Lowell is correct. We intend to fix this problem in 4.2 by recording license usage in a more granular manner. Specifically, we'll capture usage by the tuple (_time, source, sourcetype, host, forwarder) so that you can slice and report by any combination of those fields.

As an aside, are you running your search from the "Advanced Charting" view or CLI? These are many times faster than the default "flashtimeline" view for reporting searches.

ltakato
Explorer

Did you guys ever implement this or is it still not supported? Thanks!

Lowell
Super Champion

Your issue is not a reporting problem, it has to do with how splunk captures metrics fundamentally.

Splunk records indexing metrics on four different axises: source, sourcetype, host, and index. And each of these metrics records specify a series and indexing volume metrics in the form of the following values: kb, eps (events per second), and kbps (kb per second), and from that you can mathematically also determine (1) total number of events, and (2)the length of each metrics snapshot (~30 seconds, but seems to vary slightly).

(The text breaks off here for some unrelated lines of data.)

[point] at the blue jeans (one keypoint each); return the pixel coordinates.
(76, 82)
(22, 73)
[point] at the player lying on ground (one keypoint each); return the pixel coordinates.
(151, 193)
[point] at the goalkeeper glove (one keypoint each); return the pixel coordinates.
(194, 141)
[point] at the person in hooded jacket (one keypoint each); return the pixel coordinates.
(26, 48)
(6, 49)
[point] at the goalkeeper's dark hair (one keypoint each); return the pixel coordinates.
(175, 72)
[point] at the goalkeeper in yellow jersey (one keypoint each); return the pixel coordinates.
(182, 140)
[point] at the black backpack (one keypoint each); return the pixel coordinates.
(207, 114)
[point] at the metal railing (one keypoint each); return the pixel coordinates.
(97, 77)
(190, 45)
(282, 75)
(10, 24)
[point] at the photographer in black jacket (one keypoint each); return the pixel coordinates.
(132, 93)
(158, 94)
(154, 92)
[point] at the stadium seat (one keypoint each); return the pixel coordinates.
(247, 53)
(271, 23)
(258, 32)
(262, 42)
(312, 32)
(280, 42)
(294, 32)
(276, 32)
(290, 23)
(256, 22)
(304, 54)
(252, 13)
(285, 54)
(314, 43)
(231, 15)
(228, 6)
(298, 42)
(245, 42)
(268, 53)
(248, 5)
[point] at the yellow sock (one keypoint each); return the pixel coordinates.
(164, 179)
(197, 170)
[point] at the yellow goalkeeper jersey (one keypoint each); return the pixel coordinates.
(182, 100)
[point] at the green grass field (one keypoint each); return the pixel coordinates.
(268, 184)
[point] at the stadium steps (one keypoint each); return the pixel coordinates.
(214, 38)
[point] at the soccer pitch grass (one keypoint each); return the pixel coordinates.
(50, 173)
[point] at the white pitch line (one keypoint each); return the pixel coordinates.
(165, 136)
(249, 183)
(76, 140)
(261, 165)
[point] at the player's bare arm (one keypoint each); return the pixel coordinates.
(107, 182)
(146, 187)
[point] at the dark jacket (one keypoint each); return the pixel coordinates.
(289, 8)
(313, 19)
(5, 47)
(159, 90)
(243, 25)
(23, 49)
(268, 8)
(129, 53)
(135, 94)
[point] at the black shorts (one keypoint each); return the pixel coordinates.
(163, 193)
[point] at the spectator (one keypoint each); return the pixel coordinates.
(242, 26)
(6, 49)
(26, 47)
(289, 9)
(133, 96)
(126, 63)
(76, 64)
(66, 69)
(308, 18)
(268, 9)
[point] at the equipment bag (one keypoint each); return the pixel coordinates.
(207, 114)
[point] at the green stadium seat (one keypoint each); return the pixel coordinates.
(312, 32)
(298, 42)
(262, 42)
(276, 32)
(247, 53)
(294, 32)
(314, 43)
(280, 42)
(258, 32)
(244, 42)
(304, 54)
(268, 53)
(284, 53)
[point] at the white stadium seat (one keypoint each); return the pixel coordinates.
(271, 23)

So, the problem here is that you are trying to capture data across the sourcetype axis and the host axis at the same time; but that's not possible. Each axis is an independent summarization based on that axis alone, and therefore there is no way to combine this information by simply looking at more than one axis at a time. You would have to actually run a wide-open search and then summarize your data, but that will be very very slow.

You could build your own metrics-like information based on a search like this:

index=* OR index=_* | fields source sourcetype host index _indextime | bucket _indextime as time span=30s | eval bytes=len(_raw) | stats sum(eval(bytes/1024)) as kb, count as events by time, host, sourcetype | eval kbps=kb/30 | eval eps=events/30 | where time>relative_time(now(),"-15m@m") AND time<relative_time(now(),"@m") | rename time as _time

Try running this for a 15 minute window and see what happens. You could schedule a search like this to run on a 15 minute interval as a summary indexing saved search.

Keep in mind that this is a fundamentally flawed approach. This is because the index itself is stored in reverse time order, but what we really need to search on here is _indextime, but there is no fast way to search against this value. So if you load events that are days or moths old, then you would have to search a massive time range on a frequent basis just to find recently indexed events. That said, this should get you pretty close to the correct numbers.